Tuesday, June 2, 2009

12-9-2007: 2nd Advent (A)

SECOND SUNDAY OF ADVENT - CYCLE A
Isaiah 11:1-10/Psalm 72/Romans 15:4-9/Matthew 3:1-12
Judging from his appearance and strident message, John the Baptist brings a bit of an edge to religion. If he were born a few centuries later and a little more to the south he might have been leading the crowd calling for the death of that British school marm who let her kids name their teddy bear Muhammad. Yet the Baptist is given a prominent place in Christianity. He rates a number of high-placed feasts and he dominates these weeks of Advent. But, truth be told, he belongs more to the Old than the New Testament; truth be told, he probably wouldn’t have sat through the lecture on the Beatitudes. And if he were around when Jesus convinced those other johns not to throw the first stone at the adulteress, this John would have already begun the pelting.
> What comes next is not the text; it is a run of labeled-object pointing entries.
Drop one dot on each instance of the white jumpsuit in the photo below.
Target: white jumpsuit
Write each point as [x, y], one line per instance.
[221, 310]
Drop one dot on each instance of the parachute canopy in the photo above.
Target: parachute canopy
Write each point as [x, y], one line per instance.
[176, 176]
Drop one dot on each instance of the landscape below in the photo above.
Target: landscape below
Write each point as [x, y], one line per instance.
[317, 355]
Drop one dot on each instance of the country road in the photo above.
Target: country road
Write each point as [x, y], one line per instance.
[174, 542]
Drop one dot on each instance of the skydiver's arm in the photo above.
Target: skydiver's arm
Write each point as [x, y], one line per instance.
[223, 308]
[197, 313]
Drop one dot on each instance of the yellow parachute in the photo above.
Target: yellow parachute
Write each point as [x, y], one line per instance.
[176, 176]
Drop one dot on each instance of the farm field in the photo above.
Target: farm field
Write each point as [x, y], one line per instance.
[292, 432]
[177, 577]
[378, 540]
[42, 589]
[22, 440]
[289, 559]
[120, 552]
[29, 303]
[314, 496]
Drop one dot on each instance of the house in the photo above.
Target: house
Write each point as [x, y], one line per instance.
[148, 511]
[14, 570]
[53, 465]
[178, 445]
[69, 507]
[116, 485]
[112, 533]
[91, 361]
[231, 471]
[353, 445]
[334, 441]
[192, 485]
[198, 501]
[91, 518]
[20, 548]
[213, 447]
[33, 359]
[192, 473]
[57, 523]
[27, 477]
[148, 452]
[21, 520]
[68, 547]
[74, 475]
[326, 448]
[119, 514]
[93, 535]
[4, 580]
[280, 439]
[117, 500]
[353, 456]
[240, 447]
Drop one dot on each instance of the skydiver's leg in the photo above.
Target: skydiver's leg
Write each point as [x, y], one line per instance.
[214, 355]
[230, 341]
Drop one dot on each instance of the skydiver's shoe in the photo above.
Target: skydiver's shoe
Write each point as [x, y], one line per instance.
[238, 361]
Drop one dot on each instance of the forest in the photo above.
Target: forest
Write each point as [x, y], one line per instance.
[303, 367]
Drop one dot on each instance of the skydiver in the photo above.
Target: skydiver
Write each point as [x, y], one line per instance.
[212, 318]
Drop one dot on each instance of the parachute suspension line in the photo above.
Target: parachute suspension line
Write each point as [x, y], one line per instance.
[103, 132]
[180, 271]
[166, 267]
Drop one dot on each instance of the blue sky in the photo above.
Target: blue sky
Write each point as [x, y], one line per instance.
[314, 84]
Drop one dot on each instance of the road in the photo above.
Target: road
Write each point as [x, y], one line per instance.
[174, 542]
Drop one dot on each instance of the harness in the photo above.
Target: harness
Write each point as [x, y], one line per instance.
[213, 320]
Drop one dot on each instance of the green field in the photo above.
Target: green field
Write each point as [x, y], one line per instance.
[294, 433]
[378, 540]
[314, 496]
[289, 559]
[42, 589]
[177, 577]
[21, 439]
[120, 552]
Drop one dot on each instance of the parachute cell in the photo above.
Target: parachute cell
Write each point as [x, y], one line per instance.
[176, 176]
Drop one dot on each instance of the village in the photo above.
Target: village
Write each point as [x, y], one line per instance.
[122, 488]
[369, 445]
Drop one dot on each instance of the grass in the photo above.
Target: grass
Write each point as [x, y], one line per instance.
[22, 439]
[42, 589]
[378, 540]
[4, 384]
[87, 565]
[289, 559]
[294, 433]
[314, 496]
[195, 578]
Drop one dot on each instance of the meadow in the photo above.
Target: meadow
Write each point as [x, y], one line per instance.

Religion seems to constantly shift between the extremes of divine justice and everlasting mercy, between judgment and forgiveness, the threat of hell and the promise of heaven. The Baptist represents one extreme of the pendulum; modern relativism, that anything-goes approach to life, the other; the truth -- somewhere in between.

Religion can take itself too seriously at times. It has the potential to become idolatrous, making itself into the divine when it is meant only to point us in that direction. Muslims running around the streets with machetes, ready to cut someone’s head off because a teddy bear was named Muhammad, is an obvious case in point. But members of the Westbrook Baptist Church in Iowa, parading at the funeral of a fallen soldier with signs saying God hates you, thank God for dead soldiers, thank God for 9/11, is an example of the same, the exact same, sentiment – just without the machetes (proving that fanatics, too, can be culturally conditioned). Perhaps a good dose of that feared modern relativism might be a healthy antidote to Muslim and Baptist alike. Catholics are not immune to the same danger - the antics of the bombastic William Donohue of the Catholic League come to mind here – but don’t quite measure up to the extreme absurdity of the above examples.

But perhaps John the Baptist serves an important purpose. His dour extremes help highlight the brighter Messianic promises which Jesus reminds us of in the gospel: the blind will see, the lame walk, and the deaf hear. Jesus is echoing Isaiah, of course, who promises that and more: the wolf, Isaiah says, will be the guest of the lamb; the cow and the bear will be neighbors. And, we might hope: even teddy bears named Mohammad.